Scherer Frederic M
John F. Kennedy School of Government, Harvard University, Boston, Massachusetts, USA.
Acad Med. 2002 Dec;77(12 Pt 2):1348-67. doi: 10.1097/00001888-200212001-00006.
The author examines patents on DNA sequences, including data on gene sequence grants issued by the PTO during a 33-month period from 1998 to 2001. Policy supporting patents on DNA sequences and other elemental information that are far "upstream" in the product development pathway is contrasted with the economic bases and rationale for patents to pharmaceuticals, which require a protracted and expensive process of development and testing but that can be relatively cheaply and competitively imitated once they are approved and disclosed. How to allocate appropriately the economic returns among the upstream and downstream inventors is a challenging problem for economic theory, as well as for contemporary biomedical research, and is perhaps most familiarly embodied in licensing and cross-licensing disputes involving "reach-through" and "reach-back" rights. Such disputes can generate enormous transaction costs. They may become increasingly frequent and vexing with respect to the scope and overlap of patent claims on human gene sequences. On the basis of his analyses, the author argues that genome patent claims should be interpreted narrowly. He is particularly concerned with ensuring that the development of new (therapeutic) products is not blocked or retarded by a multiplicity of prior patent claims, but he is pessimistic that the diversity of participants in biotechnology will provide a "sufficient community of interest to organize comprehensive low-royalty cross-licensing" regimes. Accordingly, he suggests mandatory arbitration as one mechanism for resolving such problems.
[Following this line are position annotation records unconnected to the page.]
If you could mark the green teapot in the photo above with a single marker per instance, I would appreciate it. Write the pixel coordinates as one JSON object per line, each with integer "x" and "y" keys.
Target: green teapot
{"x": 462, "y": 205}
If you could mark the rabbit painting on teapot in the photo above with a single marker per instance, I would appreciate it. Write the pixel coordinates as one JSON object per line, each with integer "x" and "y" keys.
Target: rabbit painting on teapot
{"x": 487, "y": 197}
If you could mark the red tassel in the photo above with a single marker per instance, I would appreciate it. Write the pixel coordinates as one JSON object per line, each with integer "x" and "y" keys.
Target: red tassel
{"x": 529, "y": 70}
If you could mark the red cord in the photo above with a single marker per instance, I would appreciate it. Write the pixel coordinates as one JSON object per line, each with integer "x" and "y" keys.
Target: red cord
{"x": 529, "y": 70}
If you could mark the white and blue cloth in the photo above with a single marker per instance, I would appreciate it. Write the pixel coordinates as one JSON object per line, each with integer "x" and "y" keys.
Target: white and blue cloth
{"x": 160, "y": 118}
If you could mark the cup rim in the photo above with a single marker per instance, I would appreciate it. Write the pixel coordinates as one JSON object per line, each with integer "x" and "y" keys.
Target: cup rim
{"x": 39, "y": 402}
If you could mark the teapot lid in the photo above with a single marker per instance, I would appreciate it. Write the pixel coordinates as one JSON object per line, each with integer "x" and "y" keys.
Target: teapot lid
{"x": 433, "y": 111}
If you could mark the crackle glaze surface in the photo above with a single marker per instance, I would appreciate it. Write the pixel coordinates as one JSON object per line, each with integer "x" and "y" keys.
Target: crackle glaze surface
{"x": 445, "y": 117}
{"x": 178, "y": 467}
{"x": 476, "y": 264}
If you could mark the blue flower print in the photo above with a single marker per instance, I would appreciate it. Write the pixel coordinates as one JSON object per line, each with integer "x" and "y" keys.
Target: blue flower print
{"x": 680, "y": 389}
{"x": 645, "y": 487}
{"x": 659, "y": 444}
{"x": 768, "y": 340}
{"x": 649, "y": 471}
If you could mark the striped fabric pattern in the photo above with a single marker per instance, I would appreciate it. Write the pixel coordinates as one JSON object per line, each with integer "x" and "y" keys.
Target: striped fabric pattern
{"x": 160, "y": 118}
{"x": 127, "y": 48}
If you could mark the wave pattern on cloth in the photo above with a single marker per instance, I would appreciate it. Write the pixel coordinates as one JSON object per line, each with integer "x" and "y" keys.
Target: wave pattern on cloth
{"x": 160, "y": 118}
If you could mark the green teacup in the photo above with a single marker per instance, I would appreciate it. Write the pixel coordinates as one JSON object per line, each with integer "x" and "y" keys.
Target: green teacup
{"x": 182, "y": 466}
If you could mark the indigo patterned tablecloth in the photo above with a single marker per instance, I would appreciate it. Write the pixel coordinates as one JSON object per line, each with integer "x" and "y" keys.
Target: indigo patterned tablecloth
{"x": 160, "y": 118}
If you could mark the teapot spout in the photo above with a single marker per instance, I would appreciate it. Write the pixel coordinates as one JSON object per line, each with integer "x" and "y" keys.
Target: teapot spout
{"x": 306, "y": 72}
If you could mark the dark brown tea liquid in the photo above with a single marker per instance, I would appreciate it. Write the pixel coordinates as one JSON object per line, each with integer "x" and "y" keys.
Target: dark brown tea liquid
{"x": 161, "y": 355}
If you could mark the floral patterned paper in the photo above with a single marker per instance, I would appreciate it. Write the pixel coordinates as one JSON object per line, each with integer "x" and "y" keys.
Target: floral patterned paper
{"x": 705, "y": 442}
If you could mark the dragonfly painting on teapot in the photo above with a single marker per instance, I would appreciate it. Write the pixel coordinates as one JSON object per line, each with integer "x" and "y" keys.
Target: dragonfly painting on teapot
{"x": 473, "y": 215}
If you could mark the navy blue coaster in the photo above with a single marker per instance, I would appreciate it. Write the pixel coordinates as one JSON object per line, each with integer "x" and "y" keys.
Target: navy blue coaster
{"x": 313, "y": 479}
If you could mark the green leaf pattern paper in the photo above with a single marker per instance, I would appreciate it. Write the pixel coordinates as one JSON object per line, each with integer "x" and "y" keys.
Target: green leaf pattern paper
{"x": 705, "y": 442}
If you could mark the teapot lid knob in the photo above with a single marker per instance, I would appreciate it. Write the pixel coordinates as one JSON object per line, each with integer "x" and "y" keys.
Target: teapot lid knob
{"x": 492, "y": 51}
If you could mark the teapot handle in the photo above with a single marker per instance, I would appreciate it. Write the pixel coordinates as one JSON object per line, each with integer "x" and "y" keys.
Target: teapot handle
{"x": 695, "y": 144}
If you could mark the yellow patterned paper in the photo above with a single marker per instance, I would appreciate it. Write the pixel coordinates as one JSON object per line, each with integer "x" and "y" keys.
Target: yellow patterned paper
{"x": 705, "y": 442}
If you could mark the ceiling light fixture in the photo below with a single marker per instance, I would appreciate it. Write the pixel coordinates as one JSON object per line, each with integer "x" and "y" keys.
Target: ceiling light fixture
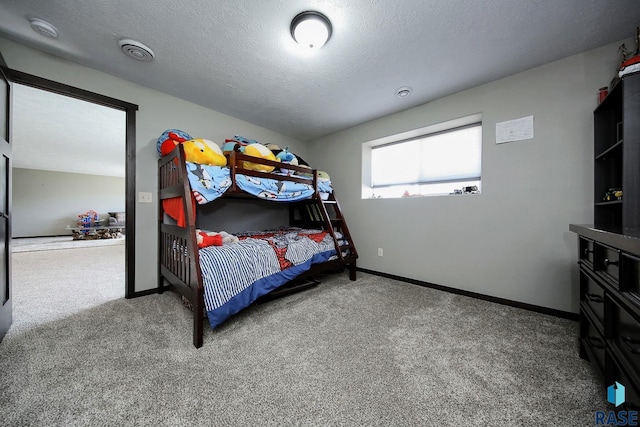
{"x": 43, "y": 28}
{"x": 403, "y": 92}
{"x": 136, "y": 50}
{"x": 311, "y": 30}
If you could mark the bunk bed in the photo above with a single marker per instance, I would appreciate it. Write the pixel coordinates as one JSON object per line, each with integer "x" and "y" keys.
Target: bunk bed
{"x": 216, "y": 280}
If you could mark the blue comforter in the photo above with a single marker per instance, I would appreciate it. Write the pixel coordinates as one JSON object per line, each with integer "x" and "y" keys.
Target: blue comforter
{"x": 235, "y": 275}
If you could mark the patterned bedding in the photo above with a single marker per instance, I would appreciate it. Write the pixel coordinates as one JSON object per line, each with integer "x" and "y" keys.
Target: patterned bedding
{"x": 235, "y": 275}
{"x": 210, "y": 182}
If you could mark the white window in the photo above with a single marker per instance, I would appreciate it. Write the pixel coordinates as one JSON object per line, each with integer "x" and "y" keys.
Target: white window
{"x": 437, "y": 160}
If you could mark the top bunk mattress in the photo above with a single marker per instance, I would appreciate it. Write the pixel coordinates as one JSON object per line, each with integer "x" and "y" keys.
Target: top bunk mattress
{"x": 211, "y": 182}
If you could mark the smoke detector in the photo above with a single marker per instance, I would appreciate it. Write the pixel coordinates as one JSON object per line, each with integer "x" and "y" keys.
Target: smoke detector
{"x": 136, "y": 50}
{"x": 43, "y": 28}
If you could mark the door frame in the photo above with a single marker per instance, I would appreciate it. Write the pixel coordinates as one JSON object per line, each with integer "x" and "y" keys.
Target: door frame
{"x": 25, "y": 79}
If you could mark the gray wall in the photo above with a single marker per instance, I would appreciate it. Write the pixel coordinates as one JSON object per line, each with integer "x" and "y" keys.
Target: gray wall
{"x": 45, "y": 202}
{"x": 511, "y": 241}
{"x": 156, "y": 113}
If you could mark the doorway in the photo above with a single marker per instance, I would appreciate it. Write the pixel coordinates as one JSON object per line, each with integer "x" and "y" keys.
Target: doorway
{"x": 129, "y": 153}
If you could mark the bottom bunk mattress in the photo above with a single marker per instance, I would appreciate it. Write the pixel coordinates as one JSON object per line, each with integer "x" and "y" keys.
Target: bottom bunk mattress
{"x": 235, "y": 275}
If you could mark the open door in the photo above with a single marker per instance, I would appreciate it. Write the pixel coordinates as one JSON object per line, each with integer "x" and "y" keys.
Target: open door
{"x": 5, "y": 202}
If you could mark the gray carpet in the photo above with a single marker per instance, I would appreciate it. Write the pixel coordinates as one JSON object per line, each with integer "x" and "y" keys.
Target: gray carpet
{"x": 372, "y": 352}
{"x": 30, "y": 244}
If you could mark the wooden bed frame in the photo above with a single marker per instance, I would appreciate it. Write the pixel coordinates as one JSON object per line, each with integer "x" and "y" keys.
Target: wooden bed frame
{"x": 178, "y": 256}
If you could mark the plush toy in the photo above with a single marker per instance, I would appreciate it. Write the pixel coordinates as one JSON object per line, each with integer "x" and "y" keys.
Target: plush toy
{"x": 308, "y": 171}
{"x": 204, "y": 152}
{"x": 286, "y": 157}
{"x": 169, "y": 139}
{"x": 232, "y": 145}
{"x": 211, "y": 238}
{"x": 260, "y": 151}
{"x": 323, "y": 176}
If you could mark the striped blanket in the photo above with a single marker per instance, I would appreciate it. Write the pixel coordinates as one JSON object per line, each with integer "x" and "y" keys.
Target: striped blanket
{"x": 235, "y": 275}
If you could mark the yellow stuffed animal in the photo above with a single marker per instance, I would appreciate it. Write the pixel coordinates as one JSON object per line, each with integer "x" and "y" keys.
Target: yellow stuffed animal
{"x": 204, "y": 152}
{"x": 259, "y": 150}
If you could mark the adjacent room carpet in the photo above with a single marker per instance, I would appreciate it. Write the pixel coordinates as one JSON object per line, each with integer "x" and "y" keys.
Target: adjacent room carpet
{"x": 374, "y": 352}
{"x": 30, "y": 244}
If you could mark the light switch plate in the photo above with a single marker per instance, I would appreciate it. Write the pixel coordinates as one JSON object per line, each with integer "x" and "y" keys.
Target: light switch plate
{"x": 144, "y": 197}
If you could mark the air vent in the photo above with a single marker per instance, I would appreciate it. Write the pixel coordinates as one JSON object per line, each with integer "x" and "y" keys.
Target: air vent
{"x": 403, "y": 92}
{"x": 43, "y": 28}
{"x": 136, "y": 50}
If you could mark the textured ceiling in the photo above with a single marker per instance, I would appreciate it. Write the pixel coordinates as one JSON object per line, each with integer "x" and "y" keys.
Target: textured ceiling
{"x": 238, "y": 58}
{"x": 58, "y": 133}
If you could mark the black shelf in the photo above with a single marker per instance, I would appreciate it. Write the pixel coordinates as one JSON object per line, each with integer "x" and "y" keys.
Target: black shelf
{"x": 609, "y": 203}
{"x": 617, "y": 118}
{"x": 609, "y": 150}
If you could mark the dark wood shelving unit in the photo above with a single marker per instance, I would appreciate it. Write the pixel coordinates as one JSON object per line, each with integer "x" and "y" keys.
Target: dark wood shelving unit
{"x": 617, "y": 156}
{"x": 609, "y": 250}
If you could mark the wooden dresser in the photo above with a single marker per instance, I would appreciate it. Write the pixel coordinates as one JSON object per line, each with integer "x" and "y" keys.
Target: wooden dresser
{"x": 609, "y": 265}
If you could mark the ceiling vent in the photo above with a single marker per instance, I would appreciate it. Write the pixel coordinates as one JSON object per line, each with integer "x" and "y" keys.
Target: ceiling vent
{"x": 136, "y": 50}
{"x": 43, "y": 28}
{"x": 404, "y": 91}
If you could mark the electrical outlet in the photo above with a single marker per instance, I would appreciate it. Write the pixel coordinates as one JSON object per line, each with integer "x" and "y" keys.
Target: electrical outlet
{"x": 144, "y": 197}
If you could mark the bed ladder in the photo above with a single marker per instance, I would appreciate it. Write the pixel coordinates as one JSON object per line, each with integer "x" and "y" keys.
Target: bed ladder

作者研究了DNA序列专利,包括1998年至2001年33个月期间美国专利商标局(PTO)授予的基因序列数据。支持对处于产品开发路径中“上游”位置的DNA序列及其他基础信息授予专利的政策,与授予药品专利的经济基础和原理形成对比。药品需要漫长且昂贵的开发和测试过程,但一旦获批并公开,就可能被相对低成本且具有竞争力地模仿。如何在上下游发明者之间合理分配经济回报,这对经济理论以及当代生物医学研究来说都是一个具有挑战性的问题,并且或许最常见地体现在涉及“穿透”权和“回溯”权的许可和交叉许可纠纷中。此类纠纷会产生巨大的交易成本。随着人类基因序列专利权利要求的范围和重叠问题,它们可能会变得越来越频繁且棘手。基于其分析,作者认为应该狭义地解释基因组专利权利要求。他特别关注确保新(治疗)产品的开发不会因众多在先专利权利要求而受阻或延迟,但他对生物技术领域参与者的多样性能否形成一个“足以组织全面低版税交叉许可”制度的“足够利益共同体”持悲观态度。因此,他建议将强制仲裁作为解决此类问题的一种机制。